09 novembre 2006
Définir ses infinitifs

M'ouvrir.
Respirer à fond.
Fixer un regard.

Attendre.
Hésiter.
Résister.

Espérer.
Prier.
Aimer.

Écrire.
Marcher.
Rire.
06 novembre 2006
Équivalences

La lune, le jour... c'est comme
- un sourire qu'on n'espérait plus.
- de l'éclairage naturel qui fait rougir l'artificiel.
- la veilleuse qu'on allume durant les nuits blanches, en désespoir de cause.
- s'habiller en noir parce qu'on est heureux.
- s'ennuyer d'un ami... qu'on ne connaît pas encore.
- deux solitudes qui se rencontrent.
28 septembre 2006
Moi je
J'aurais besoin d'un massage avec extra.
Je pleure à toutes les fois que j'écoute le film Babe.
Je devrais arrêter de me couper les cheveux moi-même (soupir).
Je me suis encore plantée pour m'incrire à ce %@#$?&! de cours de tango.
J'ai souvent une petite peur que l'auto explose quand je mets le contact par temps de canicule.
J'ai toujours la fausse impression d'entendre le téléphone sonner quand je suis dans la douche ou quand je passe l'aspirateur.

04 septembre 2006
Se refaire une image
... en quelque chose de simple; réduire ses caractéristiques à l'essentiel sans sous-couche complexe. Vivre en aplat.

... en cherchant parmi toutes les combinaisons possibles celles qui se rapprochent le plus de l'esquisse de ce que l'on est, les imperfections en moins. Le rendu est fade, un peu froid mais c'est surtout causé par le fait qu'il manque tous ces petits défauts de la nature humaine.

... en poussant un peu du côté de la satire parce que le ridicule ne tue pas. Et que se placer dans un décor rose bonbon est un agréable changement.
Reste à savoir qui se cache là-bas, dans le noir...

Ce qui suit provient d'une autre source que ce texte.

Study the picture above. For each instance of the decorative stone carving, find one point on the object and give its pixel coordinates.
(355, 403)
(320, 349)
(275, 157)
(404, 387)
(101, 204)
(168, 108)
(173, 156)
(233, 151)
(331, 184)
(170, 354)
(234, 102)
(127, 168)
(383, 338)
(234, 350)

... en se prêtant à l'art de Picasso qui disait : «Faut-il peindre ce qu'il y a sur un visage? Ce qu'il y a dans un visage? Ou ce qui se cache derrière un visage?»

24 août 2006
Brainstorm
En optant pour la prudence, je me protège; sauf que j'y perds également une part de liberté.
Je veux des preuves pour ne pas me tromper... mais je ne peux vraiment me fier que sur ce que mes erreurs ont prouvé.
Le pour et le contre, une fois répartis chacun dans leur colonne, ne font que s'annuler.
Je ne compte plus tout ce en quoi j'ai cessé de croire pour pouvoir avancer.
Je travaille mes certitudes en sachant qu'il peut toujours y avoir l'intervention éventuelle d'une myriade d'essentiels aléatoires pour les corrompre.
Dans ma façon d'être changeante, je ne change pas.
Mes contradictions ne sont que la représentation d'un désordre intérieur ordonné.

08 juillet 2006
Revenir...
... c'est retrouver son chez soi alors qu'on était déjà un peu perdu avant de partir.
... c'est faire un paquet de petits deuils de tout ce qu'on a quitté, tout en se réjouissant des retrouvailles au retour.
... c'est se souvenir en retraçant des odeurs familières.
... c'est mon corps qui proteste contre l'humidité, le bruit et la pollution de la ville.
... c'est se rendre compte qu'on voudrait être encore là-bas alors qu'on s'ennuyait un peu de la maison quand on était parti.
... c'est aussi réaliser qu'on a envie de repartir, encore.